While the actual ray tracer is in 3D, we'll reason through a 2D tracer. We'll have lots of circles and triangles in standard XY coordinates. We can start partitioning the scene into quadrants: +X +Y, +X -Y, etc. Now, when we draw a line (i.e., the ray) through the scene, rather than checking whether the ray is intersecting every circle and triangle, we can first check whether it is passing through any quadrant. If the ray doesn't pass through the quadrant, then the ray will also not pass through any object in the quadrant. The Oct Trees work very similarly, except besides X and Y, the scene is also split by +/- Z.

If the scene is split just once, this can likely provide some benefit, but for real practicality each octant of the tree must also be split repeatedly until only a few scene objects (i.e., spheres and triangles) remain in each octant. This is all well and good; however, four particular problems arise: first, where should each octant be split. Second, how many scene objects should be in each octant. Third, how should objects that straddle octant boundaries be handled? Finally, how does one practically render with an Oct Tree?

Where? Two possibilities were tried: splitting in the "center" of the objects and splitting in the center of the octant. If the split point is based on the objects, then each octant should have a similar number of objects. This bounds the depth of the Oct Tree by making each octant have a subset of the parent octant. However, this also forces every ray to traverse several levels of the Oct Tree, as every octant should contain scene objects. Instead, if each octant is split at its center, then many octants may be empty, but the ones with scene objects may have significant number of levels in the tree before reaching individual objects.

How many? Ideally, this number would be reached based on considerable experimentation and analysis. At present, the code just splits an octant when it contains more than 16 scene objects. Given the 50k triangle scene from the previous post, this would create roughly 3000 final octants, 375 parent octants, 47 grandparents, 6 great grandparents, and 1 root. Ideally.

Yet, the split points are never ideal and so the octants are imbalanced. Especially as some scene objects will cross the octant boundaries. For example, a sphere placed at the origin is present in all 8 octants. So the Oct Tree places the scene object into every octant that it is present within. Rather than computing whether the object is precisely within the octant, the Oct Tree creates a bounding cube around the object. Back to the 2D space, draw a triangle from (1,1), (-1, 1), and (-1, -1). A square around this triangle would also include (1, -1), and therefore the triangle would also be "part" of the +X -Y quadrant. I would be happy to switch to computing whether the object intersects the octant boundary planes; however, that would be when I understand the math involved.

The final issue is how to put the Oct Tree into practice. In the immediate, the intersect code follows:

    if (No Octants) 

        foreach SceneObject in OctTree

{

            Compute Distance for Ray to Intersect Object

}

        Return closest object or none

    foreach Octant in OctTree {

        Compute Distance for Ray to intersect Octant

}

    Sort Distances

    Select closest octant 

    do {

        Recurse on octant

        if (Object returned) return object

        Select next closest octant

    } while (Octants remain)

    return none

A potential optimization is to handle shadows, reflected rays, etc from the lowest octant rather than starting at the root.
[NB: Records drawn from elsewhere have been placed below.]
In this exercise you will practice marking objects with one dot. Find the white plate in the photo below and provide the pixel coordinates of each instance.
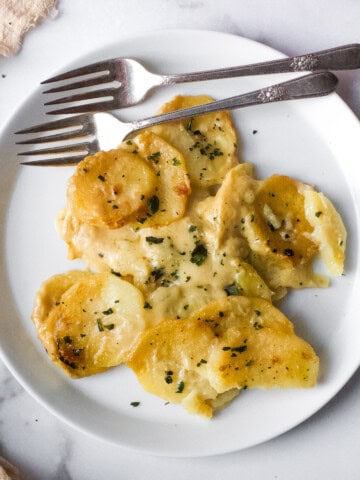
(314, 140)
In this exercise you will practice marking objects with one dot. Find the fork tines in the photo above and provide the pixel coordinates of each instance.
(95, 74)
(79, 129)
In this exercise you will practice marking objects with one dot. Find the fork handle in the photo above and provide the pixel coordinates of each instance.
(346, 57)
(312, 85)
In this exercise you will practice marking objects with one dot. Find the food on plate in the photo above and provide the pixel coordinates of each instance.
(188, 251)
(88, 322)
(144, 181)
(231, 344)
(208, 142)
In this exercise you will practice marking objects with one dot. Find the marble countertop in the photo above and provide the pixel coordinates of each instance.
(44, 448)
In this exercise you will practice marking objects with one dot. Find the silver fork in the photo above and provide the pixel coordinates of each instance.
(134, 81)
(89, 133)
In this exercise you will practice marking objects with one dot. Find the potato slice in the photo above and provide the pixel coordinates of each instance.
(93, 325)
(277, 225)
(247, 282)
(232, 343)
(167, 363)
(168, 202)
(50, 293)
(257, 347)
(329, 231)
(110, 187)
(207, 142)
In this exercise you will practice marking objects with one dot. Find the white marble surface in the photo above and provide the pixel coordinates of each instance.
(326, 445)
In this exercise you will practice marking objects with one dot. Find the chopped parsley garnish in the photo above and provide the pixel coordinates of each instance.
(240, 349)
(181, 386)
(158, 273)
(231, 289)
(156, 240)
(109, 311)
(154, 157)
(199, 254)
(110, 326)
(153, 204)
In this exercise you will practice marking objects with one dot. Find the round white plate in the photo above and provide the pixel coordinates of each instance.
(314, 140)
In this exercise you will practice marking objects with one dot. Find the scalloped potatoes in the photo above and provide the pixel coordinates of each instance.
(202, 248)
(231, 344)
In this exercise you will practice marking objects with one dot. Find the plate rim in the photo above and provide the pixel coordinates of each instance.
(22, 380)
However, implementing such an optimization requires significant state tracking, which also impedes making the ray tracer multi-threaded.

In a future part 4, I'll explore the hurdles of making the tracer multi-threaded rather than its current implementation of one thread.

Wednesday, January 19, 2011

Review: Measurement Bias (ASPLOS'09)

Given that I read 150 - 200 research papers a year, it seems only reasonable that I point out papers that I find particularly interesting. One of the first papers that I read in grad school (and still one of the most interesting) is the subject of this post, Producing wrong data without doing anything obviously wrong!

We know of many sources of variance in our measurements, like whether other applications or processing is occurring. Or second order items like, where is the data laid out on disk (inner versus outer tracks) or what are the specific pages of memory allocated (as it can influence caching)? But these variations are (usually) different from run to run, so by taking many measurements we can see an accurate performance where the events above occur with some frequency.

The paper tests the following comparison: what benefit does -O3 provide over -O2 in gcc? Beyond the variations above, what items may affect performance of which we aren't aware, particularly those that don't vary over runs. The danger is that these artifacts can result in this "wrong data" without our knowing it. Two artifacts are analyzed in the paper: linking order and environment size. Taking these in order.

The authors found that changing the order that the libraries are linked in the applications showed a performance variation of 15%. On further analysis, they found that certain performance critical sections of code would have different alignments depending on the linking order. Sometimes the code would be in one cache line, other times two. This bias persists in both gcc and ICC (Intel's compiler).

Environment size also has unpredictable effects on application performance. On the UNIX systems tested, environment variables are loaded onto the stack before the call into the application's main() function. As the variables increase in size, the alignment of the stack changes and this causes performance effects throughout the code. Some applications have minimal effects, others will vary by +/- 10%.

While these are but two cautionary tales of how small changes to program state can have significant performance impacts, the main take-away is that these effects will always be present. But they call us to action in preparing more diverse workloads that can address these biases, like conducting multiple runs address interrupts, context switches, etc.